Ford with a market share of 14.2 percent.
And here are the next ten brands in the category, along with their market shares in the year 2016: Toyota (12.0%), Chevrolet (12.0%), Honda (8.4%), Nissan (8.1%), Jeep (5.3%), Hyundai (4.4%), Kia (3.7%), Subaru (3.5%), GMC (3.1%) and Ram (3.1%).
Obviously, an automobile brand can’t be the opposite of the leader if no one knows who the leader is. Or what position it owns.
Go back to the year 2000 and look at which automobile brands weren’t on the list that year, but are on the 2016 list. Those are the brands that have made the most progress.
There are three: Hyundai, Kia and Subaru. And they all made the list because they focused on something very specific.

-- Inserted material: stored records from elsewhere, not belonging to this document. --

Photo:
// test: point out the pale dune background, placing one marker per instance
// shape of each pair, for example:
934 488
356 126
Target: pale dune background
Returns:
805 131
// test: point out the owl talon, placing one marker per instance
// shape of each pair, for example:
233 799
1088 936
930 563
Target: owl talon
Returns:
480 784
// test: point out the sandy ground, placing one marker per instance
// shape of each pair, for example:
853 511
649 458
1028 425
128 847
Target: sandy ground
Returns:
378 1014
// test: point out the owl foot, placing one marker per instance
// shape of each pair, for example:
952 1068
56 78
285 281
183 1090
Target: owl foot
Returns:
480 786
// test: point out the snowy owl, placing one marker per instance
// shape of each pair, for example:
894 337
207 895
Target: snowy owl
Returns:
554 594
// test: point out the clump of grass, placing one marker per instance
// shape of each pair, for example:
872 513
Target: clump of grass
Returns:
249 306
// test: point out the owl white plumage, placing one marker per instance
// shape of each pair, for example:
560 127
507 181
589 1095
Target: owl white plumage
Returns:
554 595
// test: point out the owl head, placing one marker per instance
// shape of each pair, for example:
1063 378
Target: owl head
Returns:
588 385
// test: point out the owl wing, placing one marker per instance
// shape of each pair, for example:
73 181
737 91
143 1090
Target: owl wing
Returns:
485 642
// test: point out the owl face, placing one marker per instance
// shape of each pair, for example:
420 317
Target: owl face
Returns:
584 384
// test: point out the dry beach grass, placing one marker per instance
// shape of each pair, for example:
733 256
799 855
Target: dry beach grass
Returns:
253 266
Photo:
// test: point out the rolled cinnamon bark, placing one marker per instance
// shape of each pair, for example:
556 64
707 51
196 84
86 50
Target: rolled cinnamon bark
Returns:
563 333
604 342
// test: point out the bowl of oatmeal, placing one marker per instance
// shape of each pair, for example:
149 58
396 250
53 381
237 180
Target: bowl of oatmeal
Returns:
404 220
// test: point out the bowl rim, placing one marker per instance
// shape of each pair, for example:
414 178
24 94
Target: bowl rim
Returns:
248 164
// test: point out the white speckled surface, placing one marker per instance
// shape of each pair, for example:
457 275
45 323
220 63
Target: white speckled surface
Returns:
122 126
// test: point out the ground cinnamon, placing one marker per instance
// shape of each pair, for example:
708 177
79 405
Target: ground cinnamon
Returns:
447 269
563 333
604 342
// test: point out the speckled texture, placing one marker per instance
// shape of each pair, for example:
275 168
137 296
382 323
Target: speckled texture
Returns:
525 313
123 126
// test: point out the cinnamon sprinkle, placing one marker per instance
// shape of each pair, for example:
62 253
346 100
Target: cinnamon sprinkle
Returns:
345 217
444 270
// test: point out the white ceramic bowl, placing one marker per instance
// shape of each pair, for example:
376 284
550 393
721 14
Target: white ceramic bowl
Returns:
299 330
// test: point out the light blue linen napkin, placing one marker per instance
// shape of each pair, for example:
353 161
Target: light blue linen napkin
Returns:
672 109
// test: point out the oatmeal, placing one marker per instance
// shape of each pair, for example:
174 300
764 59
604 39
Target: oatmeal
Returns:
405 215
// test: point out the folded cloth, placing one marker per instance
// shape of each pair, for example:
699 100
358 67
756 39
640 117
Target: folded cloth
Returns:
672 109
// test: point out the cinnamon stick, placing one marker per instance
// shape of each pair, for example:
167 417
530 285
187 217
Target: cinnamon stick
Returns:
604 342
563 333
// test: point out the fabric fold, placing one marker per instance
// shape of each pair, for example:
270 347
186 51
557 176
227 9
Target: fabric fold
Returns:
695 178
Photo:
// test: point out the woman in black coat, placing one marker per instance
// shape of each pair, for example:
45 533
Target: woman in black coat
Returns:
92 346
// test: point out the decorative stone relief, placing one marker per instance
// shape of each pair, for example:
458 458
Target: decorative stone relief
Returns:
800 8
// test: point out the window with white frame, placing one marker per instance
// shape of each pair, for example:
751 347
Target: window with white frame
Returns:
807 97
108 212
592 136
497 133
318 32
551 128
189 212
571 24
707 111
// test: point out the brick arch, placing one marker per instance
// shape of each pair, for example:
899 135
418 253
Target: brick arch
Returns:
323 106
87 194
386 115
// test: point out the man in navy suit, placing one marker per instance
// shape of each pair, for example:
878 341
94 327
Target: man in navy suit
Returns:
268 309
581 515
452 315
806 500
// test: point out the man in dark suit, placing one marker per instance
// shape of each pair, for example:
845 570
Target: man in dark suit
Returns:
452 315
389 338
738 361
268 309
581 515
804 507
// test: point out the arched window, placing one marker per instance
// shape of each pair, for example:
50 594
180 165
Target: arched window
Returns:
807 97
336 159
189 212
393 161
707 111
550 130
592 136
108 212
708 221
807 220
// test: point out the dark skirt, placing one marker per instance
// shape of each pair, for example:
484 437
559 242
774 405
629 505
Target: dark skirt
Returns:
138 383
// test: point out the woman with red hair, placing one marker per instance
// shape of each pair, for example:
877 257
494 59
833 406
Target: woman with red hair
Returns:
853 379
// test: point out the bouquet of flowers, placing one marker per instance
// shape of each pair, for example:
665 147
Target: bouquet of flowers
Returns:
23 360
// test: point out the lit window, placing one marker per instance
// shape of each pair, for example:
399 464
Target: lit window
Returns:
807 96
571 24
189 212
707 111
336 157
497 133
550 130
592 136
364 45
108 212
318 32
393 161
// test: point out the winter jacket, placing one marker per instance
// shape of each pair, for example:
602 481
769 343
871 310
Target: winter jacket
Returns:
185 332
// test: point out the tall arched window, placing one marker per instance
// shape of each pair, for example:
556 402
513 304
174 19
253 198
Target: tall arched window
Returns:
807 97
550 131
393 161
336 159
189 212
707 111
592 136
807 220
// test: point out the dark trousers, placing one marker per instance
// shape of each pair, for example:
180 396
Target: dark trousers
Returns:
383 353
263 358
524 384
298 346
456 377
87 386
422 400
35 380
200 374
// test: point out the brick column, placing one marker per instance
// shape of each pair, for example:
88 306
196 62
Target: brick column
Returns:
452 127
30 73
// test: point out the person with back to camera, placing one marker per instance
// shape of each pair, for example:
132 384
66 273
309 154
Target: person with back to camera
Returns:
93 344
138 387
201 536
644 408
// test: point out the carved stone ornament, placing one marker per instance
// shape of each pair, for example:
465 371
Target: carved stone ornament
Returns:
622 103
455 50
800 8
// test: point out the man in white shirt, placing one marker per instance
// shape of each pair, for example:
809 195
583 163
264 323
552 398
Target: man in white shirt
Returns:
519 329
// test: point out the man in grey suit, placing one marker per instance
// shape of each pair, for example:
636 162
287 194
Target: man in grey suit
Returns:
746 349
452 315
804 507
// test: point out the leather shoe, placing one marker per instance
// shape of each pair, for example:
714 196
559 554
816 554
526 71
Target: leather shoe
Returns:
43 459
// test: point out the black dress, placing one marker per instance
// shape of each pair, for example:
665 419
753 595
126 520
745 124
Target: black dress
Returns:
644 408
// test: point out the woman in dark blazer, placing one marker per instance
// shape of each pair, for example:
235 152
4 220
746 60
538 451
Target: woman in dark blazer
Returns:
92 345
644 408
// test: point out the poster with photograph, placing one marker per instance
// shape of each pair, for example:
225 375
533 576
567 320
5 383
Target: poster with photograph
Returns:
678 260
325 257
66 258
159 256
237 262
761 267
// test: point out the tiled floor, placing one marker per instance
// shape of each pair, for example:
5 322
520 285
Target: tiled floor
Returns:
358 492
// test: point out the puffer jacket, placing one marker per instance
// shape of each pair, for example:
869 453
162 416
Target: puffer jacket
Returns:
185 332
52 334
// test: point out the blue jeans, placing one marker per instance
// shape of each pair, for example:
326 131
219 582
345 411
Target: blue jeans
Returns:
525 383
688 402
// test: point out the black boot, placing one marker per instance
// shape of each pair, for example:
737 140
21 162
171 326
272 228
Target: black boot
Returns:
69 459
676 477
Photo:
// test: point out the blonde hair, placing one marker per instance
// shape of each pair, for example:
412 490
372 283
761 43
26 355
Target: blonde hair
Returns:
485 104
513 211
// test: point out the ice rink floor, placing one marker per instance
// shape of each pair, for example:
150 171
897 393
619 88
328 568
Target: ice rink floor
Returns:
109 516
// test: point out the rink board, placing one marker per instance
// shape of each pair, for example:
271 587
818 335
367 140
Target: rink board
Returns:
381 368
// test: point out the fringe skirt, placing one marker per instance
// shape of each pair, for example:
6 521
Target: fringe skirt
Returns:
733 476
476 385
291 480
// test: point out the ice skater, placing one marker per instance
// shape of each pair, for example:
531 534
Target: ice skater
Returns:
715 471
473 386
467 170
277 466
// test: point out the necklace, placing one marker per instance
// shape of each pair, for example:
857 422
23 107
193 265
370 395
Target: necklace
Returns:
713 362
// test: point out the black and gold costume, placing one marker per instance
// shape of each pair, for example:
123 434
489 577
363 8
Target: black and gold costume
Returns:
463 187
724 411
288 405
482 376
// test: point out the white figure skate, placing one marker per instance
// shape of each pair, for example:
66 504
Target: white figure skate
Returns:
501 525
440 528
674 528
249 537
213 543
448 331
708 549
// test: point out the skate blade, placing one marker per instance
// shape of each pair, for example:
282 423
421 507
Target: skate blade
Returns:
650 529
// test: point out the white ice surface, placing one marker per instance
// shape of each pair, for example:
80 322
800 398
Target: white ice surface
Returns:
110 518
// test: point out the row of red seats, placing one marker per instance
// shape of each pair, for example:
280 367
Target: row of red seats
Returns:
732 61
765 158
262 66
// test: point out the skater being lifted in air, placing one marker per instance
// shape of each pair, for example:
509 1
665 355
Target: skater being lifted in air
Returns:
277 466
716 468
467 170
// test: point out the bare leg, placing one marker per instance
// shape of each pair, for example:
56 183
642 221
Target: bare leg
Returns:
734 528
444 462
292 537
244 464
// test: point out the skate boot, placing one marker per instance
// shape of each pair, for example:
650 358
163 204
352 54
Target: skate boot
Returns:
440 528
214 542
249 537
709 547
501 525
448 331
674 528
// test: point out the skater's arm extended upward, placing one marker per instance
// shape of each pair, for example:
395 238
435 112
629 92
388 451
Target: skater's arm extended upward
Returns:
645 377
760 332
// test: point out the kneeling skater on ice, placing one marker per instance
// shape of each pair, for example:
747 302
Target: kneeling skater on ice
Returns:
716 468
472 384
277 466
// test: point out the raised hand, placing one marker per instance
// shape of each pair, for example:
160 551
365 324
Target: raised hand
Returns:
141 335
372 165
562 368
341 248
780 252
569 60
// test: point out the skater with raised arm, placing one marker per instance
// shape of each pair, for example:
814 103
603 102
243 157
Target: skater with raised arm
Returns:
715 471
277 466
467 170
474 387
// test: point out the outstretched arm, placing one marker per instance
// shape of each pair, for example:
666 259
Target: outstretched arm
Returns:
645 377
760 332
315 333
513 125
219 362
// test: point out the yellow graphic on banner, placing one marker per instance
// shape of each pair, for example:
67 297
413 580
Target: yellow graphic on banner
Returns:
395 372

But Hyundai and Kia entered the market at the low end, avoiding the competition with mainstream brands like Ford, Toyota and Chevrolet.
Subaru hammered its four-wheel-drive vehicles, the only brand focused exclusively on four-wheel drive. Confidence in motion is Subaru’s theme, a relatively weak expression of a powerful idea.
Furthermore, each of these three brands is doing better financially than Ford. Last year, Ford’s net profit margin was 3.0 percent compared with Kia (5.2 percent), Hyundai (5.8 percent) and Subaru (13.5 percent.)
Customer versus competitor orientation.
Now you might be thinking, What possible difference does it make? We are customer oriented, not category oriented.
That’s a mistake. You win or lose in today’s marketplace by being competitor oriented, not customer oriented.
A second mistake is to ignore the category you compete in. The category should also dictate your strategy.